After having a baby, research had already shown that bipolar women are at a much higher risk for postpartum depression. They are also at an elevated risk for extreme circumstances or behavior. They are at a higher risk for needing psychiatric hospitalization, and they are at a higher risk for attempting suicide or even causing harm to their baby.

Yet there are no known studies related to a woman's risk of suicide if she is bipolar and pregnant. Similarly, there are no known studies looking at bipolar disorder during pregnancy and hospitalization rates.

"There is no period in a woman's life when the risk of relapse of bipolar disorder is as high as in the postpartum period," Dr. Sharma said. "This is in sharp contrast to pregnancy, when women may experience an improvement in their symptoms. If we fail to understand the effect of pregnancy on bipolar disorder, we will fail to understand bipolar disorder."

So that cautious conclusion from the study is that being pregnant appears to be a good thing for women with bipolar disorder. But that "good thing" might be affected by whether she chooses to stay on her medication or not, which can also have implications for her baby.

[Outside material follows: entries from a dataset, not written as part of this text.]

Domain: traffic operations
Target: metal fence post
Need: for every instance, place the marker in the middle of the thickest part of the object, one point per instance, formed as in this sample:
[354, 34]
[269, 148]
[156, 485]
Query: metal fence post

"The possible protective effect of pregnancy could have been offset by the destabilizing effect of antidepressant use or by the abrupt withdrawal of mood stabilizers during pregnancy," they wrote. One possibility patients can discuss with their OBGYN and psychiatrist if they are concerned about side effects of mood stabilizers on their baby is to wean gradually off a medication while attempting to get pregnant or at the start of a pregnancy. Then, both doctors can monitor the woman to see if she has any episodes and decide from there whether to continue the medication.

Ultimately, any decision a woman makes regarding her treatment for bipolar disorder and her pregnancy should be discussed with both her mental health professional and her prenatal caregiver.

This review of studies on bipolar disorder and pregnancy was published August 21 in The Journal of Clinical Psychiatry. The research was funded by the Ontario Mental Health Foundation. Dr. Sharma has received grant funds, served on scientific advisory boards or done speaking engagements for the pharmaceutical companies AstraZeneca, Bristol-Myers Squibb, Cephalon, Eli Lilly, Janssen, Lundbeck, Pfizer and Servier. He has also received support from the Ontario Mental Health Foundation and the Stanley Foundation. Co-author Carley J. Pope indicated no conflicts of interest.